Spontaneamente noi siamo portati a far trionfare noi stessi. Per            questo all'opposizione e all'odio rispondiamo con un'opposizione e con un odio altrettanto forti, anzi ancora più forti, sperando così di aver il sopravvento. Siamo contenti quando riusciamo a respingere i nemici, provocando loro delle perdite. Invece, Gesù ci chiede di avere come fine il progresso nell'amore, anzitutto nel nostro cuore, ma anche nel cuore degli altri.

Il progresso nell'amore nel nostro cuore si ha resistendo agli impulsi di odio e di vendetta che nascono spontaneamente in noi stessi quando siamo trattati male, ingiustamente e crudelmente.
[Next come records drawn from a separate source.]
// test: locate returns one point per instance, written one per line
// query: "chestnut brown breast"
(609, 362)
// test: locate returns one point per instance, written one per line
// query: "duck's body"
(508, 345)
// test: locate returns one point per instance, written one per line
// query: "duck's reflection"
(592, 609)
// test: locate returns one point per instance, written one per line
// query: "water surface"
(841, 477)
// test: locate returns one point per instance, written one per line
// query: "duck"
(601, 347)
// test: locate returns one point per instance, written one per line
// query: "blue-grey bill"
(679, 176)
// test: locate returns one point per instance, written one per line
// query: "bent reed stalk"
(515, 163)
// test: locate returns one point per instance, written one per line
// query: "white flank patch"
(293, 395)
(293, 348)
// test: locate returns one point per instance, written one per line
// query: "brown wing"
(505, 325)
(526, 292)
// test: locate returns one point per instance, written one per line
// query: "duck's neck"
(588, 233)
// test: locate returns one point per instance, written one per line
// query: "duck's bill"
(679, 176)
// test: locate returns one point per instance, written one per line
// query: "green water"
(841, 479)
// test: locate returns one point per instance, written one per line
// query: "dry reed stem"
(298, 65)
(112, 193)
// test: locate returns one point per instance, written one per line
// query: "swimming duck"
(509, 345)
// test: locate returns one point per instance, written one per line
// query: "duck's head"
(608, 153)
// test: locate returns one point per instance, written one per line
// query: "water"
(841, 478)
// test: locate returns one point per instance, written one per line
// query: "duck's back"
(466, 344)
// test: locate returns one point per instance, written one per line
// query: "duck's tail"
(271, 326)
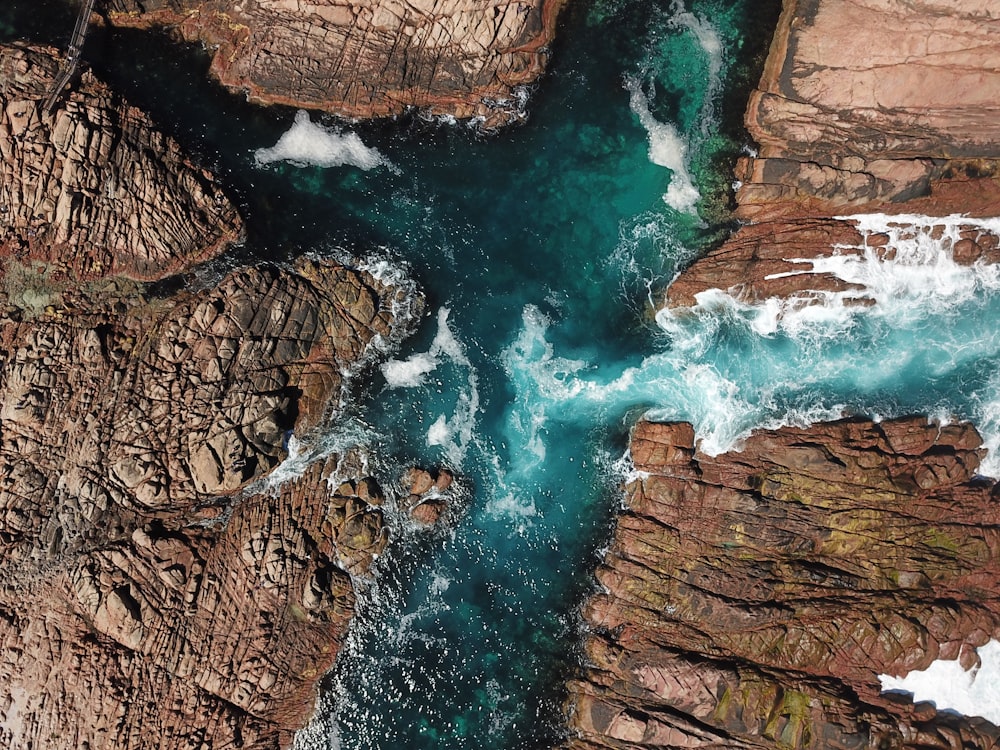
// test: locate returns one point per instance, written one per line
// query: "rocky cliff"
(368, 59)
(863, 106)
(152, 590)
(750, 599)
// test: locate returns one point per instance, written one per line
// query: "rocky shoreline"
(751, 599)
(748, 600)
(145, 588)
(467, 60)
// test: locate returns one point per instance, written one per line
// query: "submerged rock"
(368, 59)
(752, 599)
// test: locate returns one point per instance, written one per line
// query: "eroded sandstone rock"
(872, 100)
(93, 189)
(462, 58)
(864, 106)
(149, 596)
(750, 599)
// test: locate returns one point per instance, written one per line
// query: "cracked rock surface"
(750, 599)
(376, 58)
(867, 101)
(864, 106)
(154, 591)
(92, 188)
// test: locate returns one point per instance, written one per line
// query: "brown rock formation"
(367, 59)
(750, 600)
(143, 600)
(868, 100)
(93, 189)
(864, 106)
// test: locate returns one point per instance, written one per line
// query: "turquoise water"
(540, 250)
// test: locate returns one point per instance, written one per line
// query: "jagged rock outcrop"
(149, 595)
(750, 600)
(166, 632)
(92, 188)
(870, 100)
(368, 59)
(135, 599)
(864, 106)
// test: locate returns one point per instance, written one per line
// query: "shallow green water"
(538, 250)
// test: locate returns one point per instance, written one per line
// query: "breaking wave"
(308, 143)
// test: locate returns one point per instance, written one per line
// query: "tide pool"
(540, 251)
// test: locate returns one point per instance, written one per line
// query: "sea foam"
(310, 144)
(711, 45)
(951, 688)
(910, 273)
(667, 148)
(453, 434)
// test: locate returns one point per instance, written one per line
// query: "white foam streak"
(951, 688)
(667, 148)
(454, 434)
(987, 421)
(309, 144)
(908, 273)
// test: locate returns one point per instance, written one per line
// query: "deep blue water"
(540, 251)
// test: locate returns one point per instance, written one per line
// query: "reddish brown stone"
(374, 58)
(751, 599)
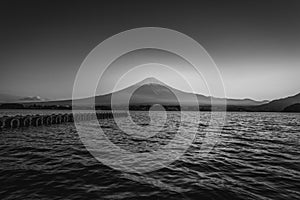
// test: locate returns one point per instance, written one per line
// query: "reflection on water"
(257, 157)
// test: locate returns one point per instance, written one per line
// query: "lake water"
(257, 157)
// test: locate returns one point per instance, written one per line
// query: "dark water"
(257, 157)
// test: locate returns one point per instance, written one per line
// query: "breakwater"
(40, 120)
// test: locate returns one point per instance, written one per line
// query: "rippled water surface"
(257, 156)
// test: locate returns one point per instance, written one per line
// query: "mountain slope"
(279, 104)
(151, 91)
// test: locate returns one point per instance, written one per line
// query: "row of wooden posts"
(39, 120)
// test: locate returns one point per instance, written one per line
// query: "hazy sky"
(255, 44)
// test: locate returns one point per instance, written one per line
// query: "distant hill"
(151, 91)
(279, 104)
(7, 98)
(292, 108)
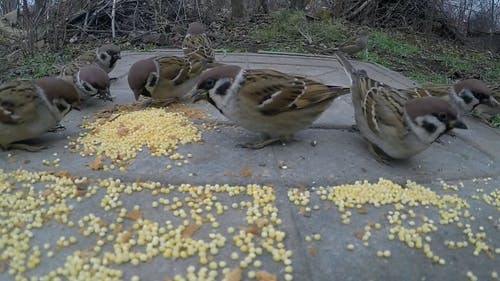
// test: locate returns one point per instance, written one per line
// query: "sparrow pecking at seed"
(265, 101)
(164, 79)
(395, 123)
(30, 108)
(89, 80)
(196, 44)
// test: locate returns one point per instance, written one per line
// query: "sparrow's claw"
(354, 128)
(163, 102)
(379, 155)
(27, 147)
(57, 128)
(259, 145)
(267, 142)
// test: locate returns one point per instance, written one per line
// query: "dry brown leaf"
(246, 172)
(362, 211)
(234, 275)
(80, 192)
(135, 215)
(254, 229)
(97, 164)
(189, 112)
(126, 237)
(3, 266)
(265, 276)
(190, 230)
(313, 251)
(118, 228)
(122, 131)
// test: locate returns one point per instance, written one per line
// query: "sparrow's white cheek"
(428, 128)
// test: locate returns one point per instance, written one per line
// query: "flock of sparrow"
(396, 123)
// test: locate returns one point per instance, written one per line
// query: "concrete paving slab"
(328, 154)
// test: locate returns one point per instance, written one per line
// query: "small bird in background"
(395, 123)
(470, 96)
(164, 79)
(89, 80)
(265, 101)
(196, 44)
(355, 45)
(30, 108)
(105, 57)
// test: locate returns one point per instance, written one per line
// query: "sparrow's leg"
(59, 127)
(379, 154)
(479, 115)
(259, 145)
(160, 103)
(268, 141)
(27, 147)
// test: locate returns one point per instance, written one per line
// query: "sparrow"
(355, 45)
(395, 123)
(470, 96)
(105, 57)
(164, 79)
(265, 101)
(196, 44)
(30, 108)
(89, 80)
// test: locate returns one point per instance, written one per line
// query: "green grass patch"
(42, 64)
(496, 121)
(290, 31)
(424, 78)
(390, 44)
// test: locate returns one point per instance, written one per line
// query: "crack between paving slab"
(477, 147)
(317, 126)
(285, 204)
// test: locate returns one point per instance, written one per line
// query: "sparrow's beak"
(458, 124)
(105, 94)
(198, 94)
(493, 102)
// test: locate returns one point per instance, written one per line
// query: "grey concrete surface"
(338, 156)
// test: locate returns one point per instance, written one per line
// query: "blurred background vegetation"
(430, 41)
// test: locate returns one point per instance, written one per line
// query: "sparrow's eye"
(208, 84)
(480, 96)
(87, 87)
(61, 107)
(467, 99)
(443, 117)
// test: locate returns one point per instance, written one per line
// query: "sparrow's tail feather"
(348, 68)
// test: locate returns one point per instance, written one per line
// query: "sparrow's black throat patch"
(222, 89)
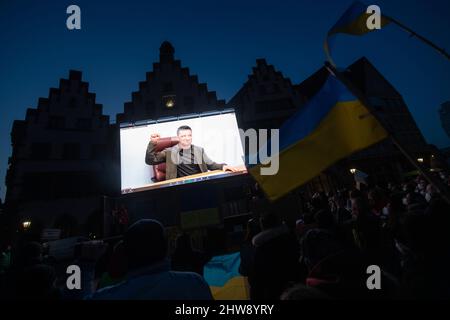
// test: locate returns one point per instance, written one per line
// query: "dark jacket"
(171, 157)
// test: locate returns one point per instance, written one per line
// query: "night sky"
(219, 41)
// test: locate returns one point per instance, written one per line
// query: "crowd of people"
(324, 254)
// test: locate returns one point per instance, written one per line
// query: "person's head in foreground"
(184, 134)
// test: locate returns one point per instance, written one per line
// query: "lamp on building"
(26, 224)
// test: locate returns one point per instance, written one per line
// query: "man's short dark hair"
(183, 128)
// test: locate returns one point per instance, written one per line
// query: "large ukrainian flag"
(353, 22)
(225, 281)
(330, 126)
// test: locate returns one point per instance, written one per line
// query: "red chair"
(159, 170)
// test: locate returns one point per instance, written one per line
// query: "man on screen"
(183, 159)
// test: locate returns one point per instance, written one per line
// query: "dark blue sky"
(219, 41)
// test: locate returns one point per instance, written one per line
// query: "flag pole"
(418, 36)
(348, 83)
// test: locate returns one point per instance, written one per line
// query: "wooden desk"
(190, 179)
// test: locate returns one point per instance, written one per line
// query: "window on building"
(169, 101)
(56, 122)
(84, 124)
(167, 87)
(71, 151)
(41, 150)
(189, 103)
(72, 103)
(150, 108)
(99, 151)
(276, 88)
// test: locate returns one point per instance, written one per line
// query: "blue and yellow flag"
(354, 22)
(222, 275)
(330, 126)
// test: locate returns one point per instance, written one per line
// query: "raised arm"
(152, 156)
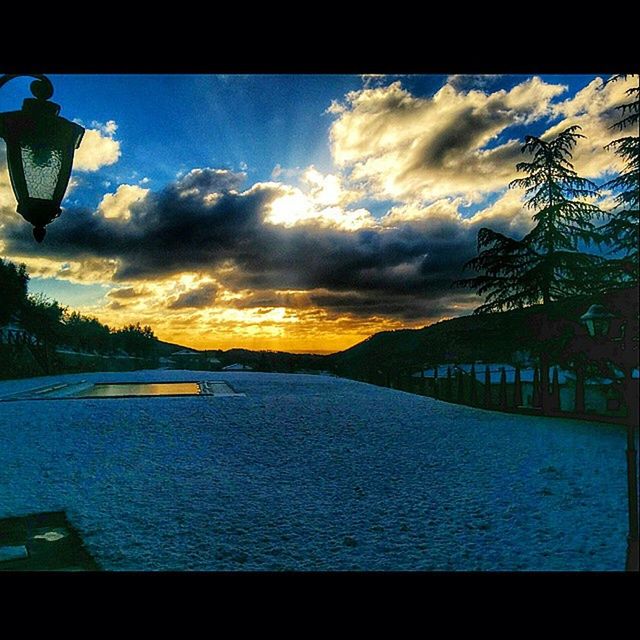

Non dobbiamo accettare che il male vinca in noi. Il che avviene quando provoca l'odio. Invece, noi vinciamo il male, se conserviamo – anzi accresciamo – in noi l'impulso dell'amore, della benevolenza. "Dove non c'è l'amore, mettere l'amore": ecco l'ideale, il compito dei cristiani. Allora l'amore sarà veramente vittorioso.

Ma per far questo, dobbiamo pensarlo e desiderarlo, come Gesù. Egli infatti non ha cercato il proprio interesse, ma il bene di tutti, perché non c'è nulla di più bello e di più grande di questo amore, che conferisce alla persona tutta la sua dignità

Una persona in cui non c'è amore, non ha una vera dignità di figlio di Dio che è amore, mentre una persona in cui l'amore è presente e supera tutti gli ostacoli, ha questa dignità

Gesù continua dicendo: "Siate misericordiosi com'è misericordioso il Padre vostro". Il nostro Padre celeste ha una misericordia infinita. Vuol bene ai peccatori, cerca il loro vero bene; non cerca di far prevalere nei loro cuori la propria potenza, ma il proprio amore, come la Regina dell'amore, della pace, la Madre del lungo cammino.